O Continuum da Idolatria
A Escritura nos adverte: “Sabemos que o ídolo nada é no mundo” (1Co 8.4). Paulo não diz que o ídolo deixou de existir, mas que sua essência é o vazio, um nada que exige culto. A ironia da revelação é que quanto mais o homem se emancipa de Deus, mais escravo se torna de nadas. Os caldeus tinham pedras esculpidas; nós temos algoritmos treinados. Mas ambos exigem sacrifício de tempo, energia, pensamento e até de filhos (veja a geração sendo consumida por telas, assim como os filhos eram oferecidos a Moloque).
A Metafísica do Clique
Ocasionalismo puro: cada clique, cada rolagem infinita, não é efeito mecânico do dedo sobre o vidro, mas decreto divino que sustenta a realidade. Mas o incrédulo pensa que é senhor do seu consumo digital, como se fosse livre. O mesmo mito da “livre-agência” que já destronamos em Arminianos agora se fantasia de “livre navegação”. O algoritmo, dizem, manipula você. Não, o algoritmo não manipula nada; Deus é quem manipula você, usando o algoritmo como ocasião. A ironia é que a mente secular não percebe: ela atribui soberania a linhas de código. É a velha idolatria em linguagem binária.
Do Templo ao Marketplace
No mundo antigo, o templo de Éfeso girava em torno do comércio de imagens de Diana. Hoje, a loja de aplicativos cumpre o mesmo papel: milhares de micro-ídolos vendidos, cada um prometendo solução, prazer, transcendência. “Não terás outros deuses diante de mim” (Êx 20.3) não é apenas mandamento contra imagens de pedra; é contra o culto invisível, digital, ubíquo.

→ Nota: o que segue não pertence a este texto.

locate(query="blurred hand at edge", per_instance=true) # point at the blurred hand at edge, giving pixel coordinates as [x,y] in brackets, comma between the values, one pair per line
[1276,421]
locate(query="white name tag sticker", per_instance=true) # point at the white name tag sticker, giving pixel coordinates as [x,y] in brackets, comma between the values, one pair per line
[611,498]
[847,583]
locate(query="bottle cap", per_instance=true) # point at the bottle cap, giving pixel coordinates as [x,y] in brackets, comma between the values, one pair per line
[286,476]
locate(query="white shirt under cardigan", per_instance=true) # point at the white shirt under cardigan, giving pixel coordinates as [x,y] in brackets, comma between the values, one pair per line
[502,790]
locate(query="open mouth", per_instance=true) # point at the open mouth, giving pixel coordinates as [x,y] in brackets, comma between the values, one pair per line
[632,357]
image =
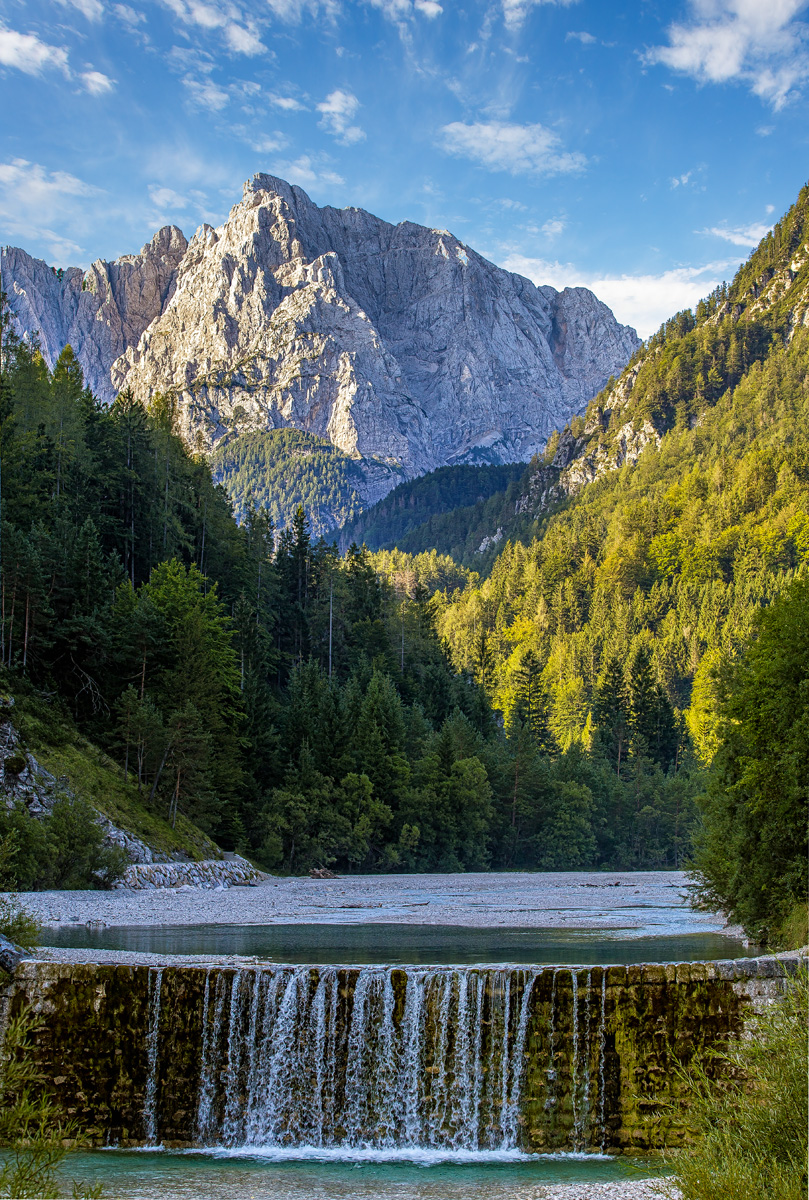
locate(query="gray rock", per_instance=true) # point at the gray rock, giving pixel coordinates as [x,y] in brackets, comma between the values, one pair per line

A Promessa Escatológica da Tecnologia
Os tecnólatras falam em “singularidade”, o grande dia em que máquinas transcenderão a condição humana. Nada mais é do que o eco blasfemo da parousia: a promessa de uma salvação sem Cristo. Aqui está o anticristo digital, prometendo imortalidade via uploads de consciência. Mas Hebreus 9.27 permanece: “Aos homens está ordenado morrerem uma vez, vindo depois disso o juízo.” O único upload é da alma diante do tribunal de Cristo.
Se a tecnologia é o novo deus, temos de perguntar: pode ela sustentar o ser? Pode ela garantir lógica, moralidade, significado? Absolutamente não. Computadores não criam lógica; eles apenas processam sinais conforme princípios que já pressupõem a lógica transcendente criada por Deus. A idolatria tecnológica é, portanto, autodestrutiva: precisa da racionalidade cristã para existir, mas a nega. É como o ateu que respira o oxigênio de Deus para cuspir insultos contra Ele.
O Bezerro Brilha em LED
A modernidade se gaba de não ser idólatra porque já não se curva diante de estátuas. Mas a tela é apenas uma estátua portátil, iluminada, interativa. O homem moderno, assim como Israel no deserto, dança em volta de seu bezerro, só que agora com Wi-Fi. E assim o Senhor pergunta: “Até quando claudicareis entre dois pensamentos?” (1Rs 18.21). A tecnologia pode ser instrumento; mas como ídolo, é apenas mais uma forma sofisticada de nada.